FDA finds no safety concerns with common emulsifiers at current consumption levels
New research from scientists at the U.S. Food and Drug Administration (FDA) found no safety concerns with several ingredients commonly found in food. The research, which focused on ingredients known as emulsifiers and in particular, sodium carboxymethylcellulose (CMC) and polysorbate80 (P80), was conducted in response to research claiming these two ingredients have negative effects on the human body.
Emulsifiers are used in food to produce a consistent blend of two or more ingredients. They ensure the ingredients remain mixed and don’t separate at any point from processing to consumption, which reduces food waste and makes the food look and taste more appealing. Common examples of foods containing emulsifiers include ice cream, salad dressings, margarine, chocolate, breads and other baked goods, desserts, candy, cheese and some beverages.
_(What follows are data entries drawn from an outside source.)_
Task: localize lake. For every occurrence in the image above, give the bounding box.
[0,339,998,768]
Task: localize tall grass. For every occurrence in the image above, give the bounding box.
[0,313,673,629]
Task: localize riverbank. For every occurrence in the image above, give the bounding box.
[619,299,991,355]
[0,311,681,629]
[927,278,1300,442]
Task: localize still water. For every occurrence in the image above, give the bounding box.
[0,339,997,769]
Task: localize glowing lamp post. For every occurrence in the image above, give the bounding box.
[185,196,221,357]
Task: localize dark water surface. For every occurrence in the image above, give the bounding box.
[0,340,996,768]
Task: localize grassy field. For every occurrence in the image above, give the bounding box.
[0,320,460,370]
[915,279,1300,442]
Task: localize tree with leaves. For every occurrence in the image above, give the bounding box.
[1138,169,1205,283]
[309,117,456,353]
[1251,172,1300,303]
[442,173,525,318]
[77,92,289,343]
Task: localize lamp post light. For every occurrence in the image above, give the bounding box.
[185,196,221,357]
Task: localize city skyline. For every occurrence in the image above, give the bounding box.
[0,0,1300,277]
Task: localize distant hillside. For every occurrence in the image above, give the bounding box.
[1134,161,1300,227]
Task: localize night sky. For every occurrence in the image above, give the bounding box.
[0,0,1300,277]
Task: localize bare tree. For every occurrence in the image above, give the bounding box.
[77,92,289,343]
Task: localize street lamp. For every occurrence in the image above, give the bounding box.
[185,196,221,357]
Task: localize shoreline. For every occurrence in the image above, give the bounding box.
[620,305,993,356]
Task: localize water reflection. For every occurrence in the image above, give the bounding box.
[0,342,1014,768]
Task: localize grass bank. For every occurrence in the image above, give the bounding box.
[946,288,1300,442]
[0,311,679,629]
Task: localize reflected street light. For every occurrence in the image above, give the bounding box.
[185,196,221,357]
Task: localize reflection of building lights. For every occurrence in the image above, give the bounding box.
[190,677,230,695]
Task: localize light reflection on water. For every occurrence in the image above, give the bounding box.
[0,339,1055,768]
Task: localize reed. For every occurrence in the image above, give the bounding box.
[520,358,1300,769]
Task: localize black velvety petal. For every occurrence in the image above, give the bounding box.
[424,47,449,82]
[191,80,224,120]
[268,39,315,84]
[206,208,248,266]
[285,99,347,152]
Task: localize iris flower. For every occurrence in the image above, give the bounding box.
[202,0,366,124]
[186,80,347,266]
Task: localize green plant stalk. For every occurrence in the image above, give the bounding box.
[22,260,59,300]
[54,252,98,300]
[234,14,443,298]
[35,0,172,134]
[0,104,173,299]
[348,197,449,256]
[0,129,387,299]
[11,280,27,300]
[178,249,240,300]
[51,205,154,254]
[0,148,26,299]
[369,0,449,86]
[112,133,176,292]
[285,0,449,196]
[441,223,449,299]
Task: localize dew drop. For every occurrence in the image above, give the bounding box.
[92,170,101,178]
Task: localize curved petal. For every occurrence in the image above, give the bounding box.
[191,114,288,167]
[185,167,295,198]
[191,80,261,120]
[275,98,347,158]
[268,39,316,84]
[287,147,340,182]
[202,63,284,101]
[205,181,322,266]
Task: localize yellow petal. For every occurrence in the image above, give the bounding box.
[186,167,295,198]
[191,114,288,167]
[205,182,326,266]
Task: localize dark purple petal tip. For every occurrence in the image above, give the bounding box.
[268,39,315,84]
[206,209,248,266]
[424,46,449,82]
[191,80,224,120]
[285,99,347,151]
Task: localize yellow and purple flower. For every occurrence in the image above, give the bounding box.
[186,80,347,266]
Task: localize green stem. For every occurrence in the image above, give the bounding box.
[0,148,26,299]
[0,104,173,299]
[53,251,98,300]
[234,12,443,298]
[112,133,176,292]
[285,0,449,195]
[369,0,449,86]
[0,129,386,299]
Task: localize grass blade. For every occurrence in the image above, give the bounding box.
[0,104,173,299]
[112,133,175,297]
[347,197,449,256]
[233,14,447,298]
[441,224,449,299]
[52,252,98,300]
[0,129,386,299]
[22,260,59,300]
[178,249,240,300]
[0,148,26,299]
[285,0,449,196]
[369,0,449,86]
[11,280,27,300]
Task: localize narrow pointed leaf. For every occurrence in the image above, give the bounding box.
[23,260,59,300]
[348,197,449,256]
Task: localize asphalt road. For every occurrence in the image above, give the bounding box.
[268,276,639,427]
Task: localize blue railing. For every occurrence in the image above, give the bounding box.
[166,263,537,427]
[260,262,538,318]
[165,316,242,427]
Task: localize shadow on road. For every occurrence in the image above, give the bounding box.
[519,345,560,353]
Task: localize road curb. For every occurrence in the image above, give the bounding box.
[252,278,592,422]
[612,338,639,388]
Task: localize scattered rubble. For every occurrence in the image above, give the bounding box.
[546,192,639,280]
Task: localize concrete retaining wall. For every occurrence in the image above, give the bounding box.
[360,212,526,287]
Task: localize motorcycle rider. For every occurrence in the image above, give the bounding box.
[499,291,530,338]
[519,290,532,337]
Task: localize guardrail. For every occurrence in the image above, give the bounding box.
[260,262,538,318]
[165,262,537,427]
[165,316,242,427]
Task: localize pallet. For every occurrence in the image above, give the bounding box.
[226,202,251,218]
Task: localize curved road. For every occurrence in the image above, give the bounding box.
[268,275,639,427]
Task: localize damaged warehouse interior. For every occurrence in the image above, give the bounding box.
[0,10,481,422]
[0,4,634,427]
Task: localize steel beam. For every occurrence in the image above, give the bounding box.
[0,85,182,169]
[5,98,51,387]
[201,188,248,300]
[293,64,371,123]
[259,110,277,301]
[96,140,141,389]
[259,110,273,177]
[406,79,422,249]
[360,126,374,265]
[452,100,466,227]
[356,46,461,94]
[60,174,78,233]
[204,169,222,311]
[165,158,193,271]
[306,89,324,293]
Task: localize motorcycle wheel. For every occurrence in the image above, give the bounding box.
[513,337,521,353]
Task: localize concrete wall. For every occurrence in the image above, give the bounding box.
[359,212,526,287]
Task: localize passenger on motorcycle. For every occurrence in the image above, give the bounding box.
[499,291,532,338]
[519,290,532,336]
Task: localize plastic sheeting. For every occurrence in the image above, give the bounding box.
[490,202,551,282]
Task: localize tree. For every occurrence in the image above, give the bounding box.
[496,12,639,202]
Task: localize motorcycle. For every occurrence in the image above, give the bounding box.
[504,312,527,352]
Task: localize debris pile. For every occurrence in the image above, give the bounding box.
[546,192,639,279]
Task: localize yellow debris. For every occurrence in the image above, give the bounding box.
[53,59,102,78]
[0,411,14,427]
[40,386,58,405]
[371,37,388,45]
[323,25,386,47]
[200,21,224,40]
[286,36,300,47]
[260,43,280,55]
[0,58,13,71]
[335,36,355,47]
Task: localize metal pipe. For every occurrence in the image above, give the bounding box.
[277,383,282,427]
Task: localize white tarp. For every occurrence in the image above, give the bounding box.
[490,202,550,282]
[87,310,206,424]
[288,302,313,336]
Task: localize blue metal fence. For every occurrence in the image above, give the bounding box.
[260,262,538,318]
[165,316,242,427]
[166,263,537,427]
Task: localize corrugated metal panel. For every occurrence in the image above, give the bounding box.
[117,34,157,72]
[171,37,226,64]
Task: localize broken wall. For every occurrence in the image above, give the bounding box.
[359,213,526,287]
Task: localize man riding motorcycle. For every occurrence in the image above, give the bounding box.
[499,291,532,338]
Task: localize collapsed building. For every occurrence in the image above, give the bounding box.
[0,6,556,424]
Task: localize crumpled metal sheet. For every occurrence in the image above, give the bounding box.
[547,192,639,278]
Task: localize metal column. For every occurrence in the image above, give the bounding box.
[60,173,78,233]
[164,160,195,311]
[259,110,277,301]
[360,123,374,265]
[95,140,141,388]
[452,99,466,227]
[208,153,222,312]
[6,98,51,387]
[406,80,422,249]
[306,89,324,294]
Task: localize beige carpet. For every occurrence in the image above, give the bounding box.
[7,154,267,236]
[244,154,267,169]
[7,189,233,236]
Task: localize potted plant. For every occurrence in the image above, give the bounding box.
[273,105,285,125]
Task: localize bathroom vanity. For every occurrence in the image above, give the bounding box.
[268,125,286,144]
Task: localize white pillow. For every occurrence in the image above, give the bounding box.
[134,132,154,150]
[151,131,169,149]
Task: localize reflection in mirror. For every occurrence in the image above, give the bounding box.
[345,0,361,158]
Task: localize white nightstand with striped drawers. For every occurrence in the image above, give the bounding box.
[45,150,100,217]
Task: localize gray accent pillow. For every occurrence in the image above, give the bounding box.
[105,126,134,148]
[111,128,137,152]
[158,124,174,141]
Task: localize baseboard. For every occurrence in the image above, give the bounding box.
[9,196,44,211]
Over the last two years, a few researchers have made claims about the potential impacts these ingredients may have on microbes in the human gut. Due to the importance of gut microbes in the digestive tract and on overall health, it was important to investigate these claims and ensure that the use of these common food ingredients remains safe.
To understand whether the researchers’ claims were valid, a team of scientists from the U.S. Food and Drug Administration (FDA) conducted a review of several emulsifiers commonly used in food to determine whether these ingredients could pose any risk to human health. The study focused on CMC and P80, which were implicated in the negative research.
The FDA’s findings directly refute the earlier research linking these two ingredients to disruptions in gut microbes. These findings also raise serious questions about the validity of claims that CMC and P80 specifically, and all emulsifiers in general, cause other negative effects on the body.
The study reviewed dietary exposure to the emulsifiers over the course of two different time periods. It relied on Acceptable Daily Intake (ADI) levels established by the Joint FAO/WHO Expert Committee on Food Additives, an international expert scientific committee that is administered jointly by the Food and Agriculture Organization of the United Nations (FAO) and the World Health Organization (WHO). The key findings from the FDA study included the following:
- The amount of emulsifiers found in consumer food hasn’t substantially increased over the past 15 years.
- Of the seven emulsifiers tested, both CMC and P80 were on the lower spectrum for exposure at their current levels.
The FDA’s findings provide significant evidence that emulsifiers remain safe at the levels currently consumed and that claims suggesting these ingredients are harmful are not valid. While it is important to continually review the ingredients used in food and ensure they remain safe, it is equally important to review new research that draws negative conclusions and validate it through additional research and investigation by qualified scientists like those at FDA.